Ryder understood the import of the question instantly. “I have fifteen hundred sacks of dhurra sorghum in my barges, each bag of ten can tars weight.” A can tar was an Arabic measure, approximating a hundredweight.

Gordon’s eyes sparkled like cut sapphires, and he slapped his cane against his thigh. “Well done indeed, sir. The garrison and the entire population are already on extremely short commons. Your cargo might well see us through until the relief column from Cairo can reach us.”

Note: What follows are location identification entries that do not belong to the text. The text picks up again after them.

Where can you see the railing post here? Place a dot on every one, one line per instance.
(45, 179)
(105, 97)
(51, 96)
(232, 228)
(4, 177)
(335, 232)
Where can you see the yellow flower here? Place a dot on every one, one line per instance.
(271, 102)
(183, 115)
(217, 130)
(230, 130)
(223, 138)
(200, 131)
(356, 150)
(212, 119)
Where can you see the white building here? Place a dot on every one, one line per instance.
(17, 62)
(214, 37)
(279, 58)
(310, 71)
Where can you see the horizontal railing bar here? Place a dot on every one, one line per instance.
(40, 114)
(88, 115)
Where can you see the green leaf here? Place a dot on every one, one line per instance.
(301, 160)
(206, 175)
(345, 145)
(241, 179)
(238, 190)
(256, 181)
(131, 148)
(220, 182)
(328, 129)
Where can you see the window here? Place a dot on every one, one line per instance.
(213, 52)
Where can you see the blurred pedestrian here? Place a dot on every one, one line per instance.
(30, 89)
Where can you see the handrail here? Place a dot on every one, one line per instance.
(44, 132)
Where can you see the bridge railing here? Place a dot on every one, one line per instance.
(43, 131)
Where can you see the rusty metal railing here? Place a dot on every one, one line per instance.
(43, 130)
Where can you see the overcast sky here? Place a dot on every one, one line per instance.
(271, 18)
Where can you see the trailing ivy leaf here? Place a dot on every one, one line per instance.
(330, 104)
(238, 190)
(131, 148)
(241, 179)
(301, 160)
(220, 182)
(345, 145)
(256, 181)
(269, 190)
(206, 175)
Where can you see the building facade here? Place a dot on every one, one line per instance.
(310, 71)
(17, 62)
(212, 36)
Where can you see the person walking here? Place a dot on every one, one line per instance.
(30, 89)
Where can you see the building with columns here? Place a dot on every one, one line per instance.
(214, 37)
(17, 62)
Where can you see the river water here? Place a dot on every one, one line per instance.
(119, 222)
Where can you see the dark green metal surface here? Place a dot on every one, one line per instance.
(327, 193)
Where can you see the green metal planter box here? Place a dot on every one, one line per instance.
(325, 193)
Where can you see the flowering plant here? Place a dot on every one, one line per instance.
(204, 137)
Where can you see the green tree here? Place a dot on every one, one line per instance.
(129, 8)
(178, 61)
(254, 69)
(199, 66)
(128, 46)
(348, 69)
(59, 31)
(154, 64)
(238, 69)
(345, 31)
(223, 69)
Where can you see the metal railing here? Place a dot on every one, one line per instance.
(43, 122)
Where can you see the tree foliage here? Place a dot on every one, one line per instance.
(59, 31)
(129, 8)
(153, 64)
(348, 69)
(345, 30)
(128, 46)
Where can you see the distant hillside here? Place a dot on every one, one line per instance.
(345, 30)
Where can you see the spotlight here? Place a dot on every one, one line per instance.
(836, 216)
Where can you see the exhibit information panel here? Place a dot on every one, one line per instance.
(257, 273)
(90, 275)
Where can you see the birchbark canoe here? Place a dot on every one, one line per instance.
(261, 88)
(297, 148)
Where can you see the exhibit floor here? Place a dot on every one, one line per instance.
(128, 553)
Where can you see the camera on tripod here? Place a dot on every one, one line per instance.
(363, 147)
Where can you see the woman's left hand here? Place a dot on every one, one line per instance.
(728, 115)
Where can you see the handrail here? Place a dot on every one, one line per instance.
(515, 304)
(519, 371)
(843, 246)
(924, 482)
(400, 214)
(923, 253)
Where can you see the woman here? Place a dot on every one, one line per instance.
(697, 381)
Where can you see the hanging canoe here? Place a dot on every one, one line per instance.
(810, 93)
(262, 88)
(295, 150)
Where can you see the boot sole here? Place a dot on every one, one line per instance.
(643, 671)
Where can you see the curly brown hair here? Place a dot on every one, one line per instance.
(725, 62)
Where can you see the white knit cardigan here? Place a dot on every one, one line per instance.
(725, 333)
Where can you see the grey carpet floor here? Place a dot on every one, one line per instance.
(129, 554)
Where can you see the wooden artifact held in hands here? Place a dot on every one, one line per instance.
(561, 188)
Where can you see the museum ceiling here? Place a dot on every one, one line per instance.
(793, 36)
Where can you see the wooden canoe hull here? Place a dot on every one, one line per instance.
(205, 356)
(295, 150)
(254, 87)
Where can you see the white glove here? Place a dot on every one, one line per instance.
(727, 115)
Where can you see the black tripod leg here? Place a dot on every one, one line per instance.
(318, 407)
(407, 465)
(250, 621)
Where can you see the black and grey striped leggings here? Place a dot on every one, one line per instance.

Ryder Courtney blinked with surprise at such an optimistic estimate. There were close to thirty thousand souls trapped in the city. Even on starvation rations that multitude would devour a hundred sacks a day. The latest news they had received before the Dervish cut the telegraph line to the north was that the relief column was still assembling in the delta and would not be ready to begin the journey southwards for several weeks more. Even then they had more than a thousand miles to travel to Khartoum. On the way they must navigate the cataracts and traverse the Mother of Stones, that terrible wilderness. Then they must fight their way through the Dervish hordes who guarded the long marches along the banks of the Nile before they could reach the city and raise the siege. Fifteen hundred sacks of dhurra was not nearly enough to sustain the inhabitants of Khartoum indefinitely. Then he realized that Gordon’s optimism was his best armour. A man such as he could never allow himself to face the hopelessness of their plight and give in to despair.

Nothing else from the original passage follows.